住民投票の差し止めを求める
桜川市議有志8人が提訴

常陽新聞(2006/7/14)
 桜川市の市議有志グループが十三日までに、来月下旬にも実施が予想される市議会解散の賛否を問う住民投票の実施を行わないよう、市選管を相手取り水戸地裁に差し止め請求の訴えを起こした。
 提訴したのは今井房之助議長や塚本明副議長、稲葉安次郎市議らベテランを中心とする市議八人。すでに六日夕に記者会見し、代理人の弁護士も同席して訴えを起こすことを明らかにしていた。

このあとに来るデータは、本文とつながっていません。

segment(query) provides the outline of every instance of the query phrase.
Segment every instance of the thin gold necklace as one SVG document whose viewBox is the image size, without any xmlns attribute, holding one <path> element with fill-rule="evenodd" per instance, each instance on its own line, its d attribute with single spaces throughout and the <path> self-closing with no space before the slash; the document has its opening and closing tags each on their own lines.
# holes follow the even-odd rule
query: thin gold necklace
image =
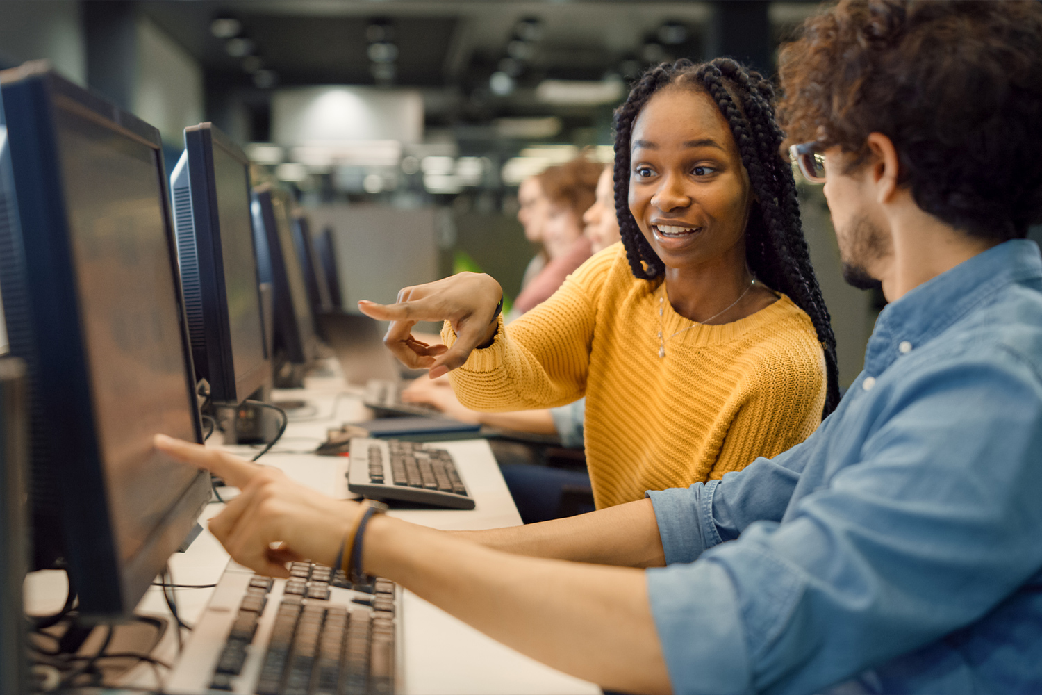
<svg viewBox="0 0 1042 695">
<path fill-rule="evenodd" d="M 663 315 L 663 312 L 665 311 L 665 306 L 666 306 L 666 297 L 665 297 L 665 295 L 666 295 L 666 283 L 663 282 L 663 291 L 662 291 L 663 296 L 659 297 L 659 356 L 660 357 L 665 357 L 666 356 L 666 342 L 667 341 L 670 341 L 670 340 L 676 338 L 677 336 L 679 336 L 680 333 L 683 333 L 685 330 L 691 330 L 695 326 L 704 326 L 706 323 L 709 323 L 713 319 L 717 318 L 721 314 L 724 314 L 728 309 L 734 308 L 735 305 L 738 302 L 742 301 L 742 299 L 745 297 L 745 295 L 749 294 L 749 290 L 751 290 L 752 286 L 755 284 L 755 283 L 756 283 L 756 278 L 752 278 L 752 281 L 749 282 L 749 287 L 747 287 L 745 289 L 745 292 L 743 292 L 742 294 L 740 294 L 738 296 L 738 299 L 736 299 L 730 304 L 728 304 L 727 307 L 724 308 L 723 311 L 717 312 L 716 314 L 714 314 L 710 318 L 705 319 L 704 321 L 692 321 L 692 325 L 688 326 L 687 328 L 680 328 L 678 331 L 676 331 L 675 333 L 673 333 L 669 338 L 663 338 L 662 315 Z"/>
</svg>

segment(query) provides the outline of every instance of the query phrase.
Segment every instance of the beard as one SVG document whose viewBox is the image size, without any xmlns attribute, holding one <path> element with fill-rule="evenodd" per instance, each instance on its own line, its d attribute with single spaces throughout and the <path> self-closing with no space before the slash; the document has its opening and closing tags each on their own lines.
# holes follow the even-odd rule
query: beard
<svg viewBox="0 0 1042 695">
<path fill-rule="evenodd" d="M 883 282 L 868 272 L 868 266 L 891 250 L 890 237 L 864 215 L 854 217 L 842 234 L 837 234 L 843 279 L 859 290 L 874 290 Z"/>
</svg>

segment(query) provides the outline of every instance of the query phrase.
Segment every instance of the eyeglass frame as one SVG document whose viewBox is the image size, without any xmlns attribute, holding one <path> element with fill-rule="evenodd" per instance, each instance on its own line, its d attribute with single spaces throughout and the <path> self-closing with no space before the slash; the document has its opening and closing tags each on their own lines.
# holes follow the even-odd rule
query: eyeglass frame
<svg viewBox="0 0 1042 695">
<path fill-rule="evenodd" d="M 798 145 L 789 146 L 789 157 L 796 163 L 799 167 L 799 173 L 803 175 L 811 183 L 824 183 L 825 177 L 818 176 L 813 173 L 811 166 L 808 164 L 808 157 L 821 157 L 821 171 L 825 170 L 824 155 L 818 151 L 820 143 L 817 141 L 812 141 L 810 143 L 800 143 Z"/>
</svg>

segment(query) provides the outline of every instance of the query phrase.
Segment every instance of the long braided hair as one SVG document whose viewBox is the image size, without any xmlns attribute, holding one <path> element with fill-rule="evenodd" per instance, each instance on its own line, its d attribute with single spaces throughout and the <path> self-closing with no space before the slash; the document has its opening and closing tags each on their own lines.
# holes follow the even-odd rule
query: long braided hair
<svg viewBox="0 0 1042 695">
<path fill-rule="evenodd" d="M 659 90 L 670 84 L 703 90 L 720 108 L 738 144 L 756 200 L 745 229 L 745 254 L 756 279 L 788 295 L 814 324 L 825 353 L 827 390 L 822 416 L 840 400 L 836 337 L 799 221 L 792 167 L 782 158 L 783 134 L 774 121 L 774 89 L 760 73 L 730 58 L 695 65 L 681 58 L 648 70 L 615 111 L 615 212 L 636 277 L 655 279 L 666 269 L 629 212 L 629 148 L 634 121 Z"/>
</svg>

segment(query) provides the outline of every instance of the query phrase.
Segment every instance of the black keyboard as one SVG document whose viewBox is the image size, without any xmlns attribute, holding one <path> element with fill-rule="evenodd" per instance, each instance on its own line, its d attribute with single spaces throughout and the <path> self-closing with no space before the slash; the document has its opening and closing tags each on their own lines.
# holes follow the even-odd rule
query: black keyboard
<svg viewBox="0 0 1042 695">
<path fill-rule="evenodd" d="M 347 489 L 370 499 L 474 508 L 452 454 L 418 442 L 352 439 Z"/>
<path fill-rule="evenodd" d="M 229 566 L 165 692 L 394 693 L 394 582 L 352 586 L 311 563 L 290 571 L 283 580 Z M 235 612 L 226 609 L 229 592 L 242 597 Z"/>
<path fill-rule="evenodd" d="M 373 408 L 378 418 L 401 416 L 422 416 L 427 418 L 445 417 L 441 411 L 429 403 L 405 403 L 401 400 L 401 384 L 389 379 L 369 379 L 366 382 L 366 395 L 362 402 Z"/>
</svg>

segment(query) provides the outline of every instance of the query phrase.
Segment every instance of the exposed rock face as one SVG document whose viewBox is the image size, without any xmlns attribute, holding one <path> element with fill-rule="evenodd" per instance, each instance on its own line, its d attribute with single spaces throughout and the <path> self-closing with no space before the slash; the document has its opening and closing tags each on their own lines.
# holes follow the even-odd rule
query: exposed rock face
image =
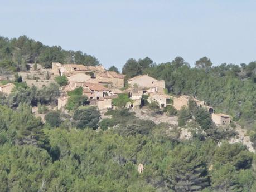
<svg viewBox="0 0 256 192">
<path fill-rule="evenodd" d="M 139 173 L 142 173 L 144 169 L 145 169 L 145 168 L 143 166 L 143 164 L 140 163 L 138 165 L 138 172 Z"/>
<path fill-rule="evenodd" d="M 154 114 L 152 115 L 152 111 L 147 109 L 134 110 L 135 116 L 141 119 L 151 120 L 156 124 L 161 122 L 168 123 L 173 125 L 178 125 L 178 117 L 177 116 L 168 117 L 165 114 Z"/>
</svg>

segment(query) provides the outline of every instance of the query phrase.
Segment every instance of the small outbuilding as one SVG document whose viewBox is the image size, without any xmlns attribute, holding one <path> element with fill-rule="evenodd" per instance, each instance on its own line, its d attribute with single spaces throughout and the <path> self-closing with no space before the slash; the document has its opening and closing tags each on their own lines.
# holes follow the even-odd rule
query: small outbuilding
<svg viewBox="0 0 256 192">
<path fill-rule="evenodd" d="M 13 83 L 7 83 L 6 85 L 1 85 L 0 92 L 9 95 L 12 92 L 12 89 L 15 87 L 15 85 Z"/>
<path fill-rule="evenodd" d="M 168 95 L 165 94 L 154 94 L 151 95 L 148 99 L 149 103 L 152 101 L 156 101 L 161 108 L 165 107 L 170 103 L 170 97 Z"/>
<path fill-rule="evenodd" d="M 231 120 L 229 115 L 224 114 L 212 114 L 211 119 L 215 124 L 222 126 L 229 125 Z"/>
</svg>

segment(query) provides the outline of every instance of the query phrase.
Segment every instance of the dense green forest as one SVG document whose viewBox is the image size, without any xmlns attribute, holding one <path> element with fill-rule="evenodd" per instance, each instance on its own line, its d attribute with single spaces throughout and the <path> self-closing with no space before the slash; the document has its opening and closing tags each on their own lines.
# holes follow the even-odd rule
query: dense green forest
<svg viewBox="0 0 256 192">
<path fill-rule="evenodd" d="M 256 129 L 256 61 L 212 66 L 205 57 L 195 65 L 192 68 L 180 57 L 159 65 L 148 57 L 138 61 L 131 58 L 123 67 L 123 73 L 127 74 L 127 78 L 148 74 L 164 80 L 170 93 L 205 101 L 216 111 L 229 114 L 243 126 Z"/>
<path fill-rule="evenodd" d="M 30 107 L 0 107 L 1 191 L 256 190 L 255 155 L 241 144 L 181 142 L 167 124 L 137 119 L 127 109 L 108 111 L 108 124 L 119 126 L 107 130 L 94 130 L 99 116 L 91 107 L 52 127 L 56 118 L 44 125 Z"/>
<path fill-rule="evenodd" d="M 80 51 L 49 47 L 26 36 L 0 37 L 1 75 L 25 71 L 27 63 L 51 67 L 52 62 L 99 63 Z M 118 71 L 114 66 L 110 70 Z M 126 79 L 149 74 L 164 80 L 170 94 L 204 100 L 256 132 L 255 62 L 213 66 L 205 57 L 191 67 L 180 57 L 158 65 L 148 57 L 131 58 L 122 73 Z M 148 104 L 152 113 L 177 115 L 179 126 L 192 130 L 192 138 L 181 140 L 178 126 L 139 119 L 123 109 L 128 97 L 120 96 L 114 101 L 119 109 L 101 119 L 79 88 L 68 93 L 65 113 L 50 107 L 57 102 L 59 85 L 38 88 L 22 81 L 17 78 L 9 95 L 0 93 L 1 192 L 256 191 L 255 155 L 226 141 L 235 135 L 235 124 L 217 127 L 191 100 L 179 112 Z M 32 113 L 35 106 L 46 114 L 45 123 Z M 255 145 L 256 134 L 250 136 Z M 145 168 L 141 174 L 140 163 Z"/>
<path fill-rule="evenodd" d="M 40 63 L 51 68 L 52 62 L 96 65 L 99 61 L 80 51 L 64 50 L 60 46 L 50 47 L 26 36 L 8 39 L 0 37 L 0 68 L 3 71 L 26 70 L 27 63 Z"/>
</svg>

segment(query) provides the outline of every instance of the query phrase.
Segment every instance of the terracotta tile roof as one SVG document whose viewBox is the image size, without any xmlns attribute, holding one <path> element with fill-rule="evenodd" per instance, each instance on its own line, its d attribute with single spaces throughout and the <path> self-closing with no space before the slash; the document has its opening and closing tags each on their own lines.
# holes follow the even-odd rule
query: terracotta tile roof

 今井議長らは、合併特例法によって在任特例が適用され、旧町村議が市議として来年九月まで任期が延長されているのに、住民投票でこの決定がくつがえされるのは納得できない、として市選管に住民投票実施の差し止めを求めた。
 同議長は先の会見で「旧三町村の代表で構成した法定合併協議会で慎重に審議して承認し、三町村議会で議決した二年間の在任特例は重い。今になってわき起こった住民運動で一方的に打ち切られ、議員の身分を剥奪されるのはおかしい」などと主張。その上で「今後の合併のあり方を左右しかねないので、地方自治法で認められた住民の直接請求権と、合併特例法のどちらが優先するのか、司法の判断を仰ぎたい」としている。代理人によれば全国的にも珍しい訴訟という。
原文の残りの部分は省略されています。